東京地方裁判所は、音楽デュオ「Def Tech」のメンバーで、Microとして活動する西宮佑騎被告に対し、執行猶予付きの有罪判決を言い渡した。違法薬物の使用などをめぐる事件で、長年知られてきたアーティストに司法の判断が示された形となった。
判決によると、被告に言い渡されたのは拘禁刑二年、執行猶予四年の刑だった。実刑は回避されたものの、有罪と認定されたことで、デュオの一員として活動してきた被告の立場には大きな影響が及ぶことになった。
西宮被告が問われていたのは、麻薬取締法違反の罪である。起訴内容によると、被告は今年二月ごろ、コカインを使用するなどしたとされ、違法薬物に手を染めていたことが事件の核心となった。
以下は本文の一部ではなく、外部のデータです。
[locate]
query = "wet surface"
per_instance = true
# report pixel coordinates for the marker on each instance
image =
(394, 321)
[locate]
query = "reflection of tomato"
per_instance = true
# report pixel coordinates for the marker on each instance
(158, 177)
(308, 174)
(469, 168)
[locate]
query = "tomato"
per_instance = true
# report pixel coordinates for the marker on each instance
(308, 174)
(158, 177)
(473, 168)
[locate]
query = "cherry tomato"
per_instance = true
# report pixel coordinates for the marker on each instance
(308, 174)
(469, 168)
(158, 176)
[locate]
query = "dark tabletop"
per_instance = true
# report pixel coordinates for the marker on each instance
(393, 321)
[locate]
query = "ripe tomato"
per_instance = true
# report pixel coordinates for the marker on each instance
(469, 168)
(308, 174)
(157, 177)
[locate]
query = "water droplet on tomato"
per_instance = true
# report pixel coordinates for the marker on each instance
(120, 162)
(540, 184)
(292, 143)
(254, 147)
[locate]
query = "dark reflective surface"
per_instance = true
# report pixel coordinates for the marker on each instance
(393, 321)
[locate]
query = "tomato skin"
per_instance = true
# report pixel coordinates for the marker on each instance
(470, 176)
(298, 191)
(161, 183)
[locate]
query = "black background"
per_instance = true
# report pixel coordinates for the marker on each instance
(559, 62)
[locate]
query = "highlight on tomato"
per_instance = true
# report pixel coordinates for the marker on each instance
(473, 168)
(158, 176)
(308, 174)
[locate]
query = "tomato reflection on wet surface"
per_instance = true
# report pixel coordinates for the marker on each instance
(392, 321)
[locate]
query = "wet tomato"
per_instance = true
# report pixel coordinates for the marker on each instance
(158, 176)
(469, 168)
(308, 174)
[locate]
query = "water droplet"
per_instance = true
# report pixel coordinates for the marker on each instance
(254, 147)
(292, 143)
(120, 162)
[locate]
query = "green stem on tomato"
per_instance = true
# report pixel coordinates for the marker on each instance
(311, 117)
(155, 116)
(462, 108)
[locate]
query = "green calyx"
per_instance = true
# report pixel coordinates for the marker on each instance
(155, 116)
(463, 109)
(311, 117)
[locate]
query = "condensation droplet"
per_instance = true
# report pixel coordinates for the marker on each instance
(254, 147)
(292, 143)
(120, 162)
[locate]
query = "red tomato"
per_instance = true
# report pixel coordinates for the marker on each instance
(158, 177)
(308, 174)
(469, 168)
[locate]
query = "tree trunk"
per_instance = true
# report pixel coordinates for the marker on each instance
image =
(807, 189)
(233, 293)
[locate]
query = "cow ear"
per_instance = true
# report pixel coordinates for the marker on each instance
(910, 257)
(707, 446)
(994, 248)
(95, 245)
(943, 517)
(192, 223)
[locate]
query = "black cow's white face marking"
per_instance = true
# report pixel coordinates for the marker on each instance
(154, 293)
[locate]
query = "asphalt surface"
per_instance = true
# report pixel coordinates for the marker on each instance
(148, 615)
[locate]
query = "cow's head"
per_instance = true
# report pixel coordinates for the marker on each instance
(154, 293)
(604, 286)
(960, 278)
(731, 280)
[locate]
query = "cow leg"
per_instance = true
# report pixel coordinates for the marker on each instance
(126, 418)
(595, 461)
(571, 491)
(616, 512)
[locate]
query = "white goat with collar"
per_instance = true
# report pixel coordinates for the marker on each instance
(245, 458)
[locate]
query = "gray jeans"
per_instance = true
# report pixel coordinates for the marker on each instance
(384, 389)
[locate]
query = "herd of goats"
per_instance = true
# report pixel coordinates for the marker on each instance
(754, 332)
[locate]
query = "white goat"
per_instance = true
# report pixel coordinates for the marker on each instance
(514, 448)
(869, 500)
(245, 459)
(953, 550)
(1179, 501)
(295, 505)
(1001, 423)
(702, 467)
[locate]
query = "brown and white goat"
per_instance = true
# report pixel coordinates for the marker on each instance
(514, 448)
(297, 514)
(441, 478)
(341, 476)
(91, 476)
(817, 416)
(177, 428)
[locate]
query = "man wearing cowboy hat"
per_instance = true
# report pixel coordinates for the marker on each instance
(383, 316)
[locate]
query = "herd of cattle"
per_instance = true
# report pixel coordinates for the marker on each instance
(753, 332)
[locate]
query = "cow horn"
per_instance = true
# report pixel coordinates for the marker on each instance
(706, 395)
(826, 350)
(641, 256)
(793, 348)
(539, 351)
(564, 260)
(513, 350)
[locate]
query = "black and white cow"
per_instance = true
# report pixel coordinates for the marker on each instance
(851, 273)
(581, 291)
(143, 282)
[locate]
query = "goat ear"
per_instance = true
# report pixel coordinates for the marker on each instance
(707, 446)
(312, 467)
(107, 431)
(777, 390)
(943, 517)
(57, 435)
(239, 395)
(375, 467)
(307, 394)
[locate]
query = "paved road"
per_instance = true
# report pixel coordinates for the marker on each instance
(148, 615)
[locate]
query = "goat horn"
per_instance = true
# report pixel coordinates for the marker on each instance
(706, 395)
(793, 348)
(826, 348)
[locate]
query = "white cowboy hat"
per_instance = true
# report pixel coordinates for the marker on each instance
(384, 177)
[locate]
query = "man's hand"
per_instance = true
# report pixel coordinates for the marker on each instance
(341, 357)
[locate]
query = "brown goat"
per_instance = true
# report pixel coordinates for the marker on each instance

被告は、すでに開かれていた初公判の段階で、起訴された内容を認めていた。事実関係を争う姿勢を見せなかったため、審理では起きたことそのものよりも、どのような量刑が妥当かが主な焦点となっていた。
この日の判決で、東京地裁は被告と薬物との関わり方を厳しく見つめた。裁判所は、西宮被告には違法薬物に対する親和性と依存性が認められると指摘し、安易に薬物に頼っていた点を問題視した。
その一方で、裁判所は被告に有利に働く事情にも目を向けた。被告が反省の姿勢を示していることなどを考慮した結果、刑の執行を猶予するという判断に至り、更生の機会を与える形となった。
被告自身も、法廷で深く悔いる言葉を口にしていた。西宮被告は「本当に申し訳ありませんでした」と述べ、自らの行いを謝罪した。広く知られたアーティストによる薬物事件は、改めて社会に重い問いを投げかけている。